Indien de arbitrage tussen een standaard- en extended-bericht plaats vindt met dezelfde identifiers, dan zal het standaard bericht prioriteit hebben. Dit komt doordat het eerste bit, dat het verschil tussen beide formaat bepaald, dominant ‘0’ voor een standaard bericht is.
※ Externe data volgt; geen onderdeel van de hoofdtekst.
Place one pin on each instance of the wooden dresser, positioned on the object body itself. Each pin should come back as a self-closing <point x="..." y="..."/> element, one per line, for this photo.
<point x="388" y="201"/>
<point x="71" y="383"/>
Prioriteit georiënteerde berichtendoorvoer

Het in het bovenstaande beschreven arbitrageproces garandeert dat het bericht met de hoogste prioriteit te allen tijde wordt verstuurd zodra de bus vrij is. De prioriteit van het bericht wordt bepaald door de waarde van de berichtidentificatie. Hoe lager deze waarde is, hoe hoger de prioriteit van het bericht. Het bericht met ID 0 heeft dus de hoogste prioriteit. Het principe van de prioriteit georiënteerde berichten maakt het mogelijk om op uiterst efficiënte wijze gebruik te maken van de voor datatransmissie beschikbare bandbreedte. Zodoende is het mogelijk dat berichten met een lage prioriteit de bus bezetten zonder hiermee de doorvoer van berichten met een hogere prioriteit substantieel te vertragen. Voor berichten met de hoogste prioriteit (dat is Id = 0) geldt bijvoorbeeld een maximale latentietijd van 130 µs bij een transmissiesnelheid van 1 Mbit/s. Aan de andere kant moet er bij het ontwerpen van een CAN-systeem rekening mee worden gehouden dat de berichten met een hoge prioriteit niet voortdurend de bus bezetten. Dit kan bijvoorbeeld worden voorkomen door softwarematig een transmissie time-out in te voeren. In bijvoorbeeld CANopen is dit de zogenaamde “blokkeertijd".
Voor een evenwichtige bus wordt een busbelasting van maximaal 80% geadviseerd. Een hogere busbelasting is enkel aan te raden als met de timing-consequenties in het communicatie model rekening is gehouden.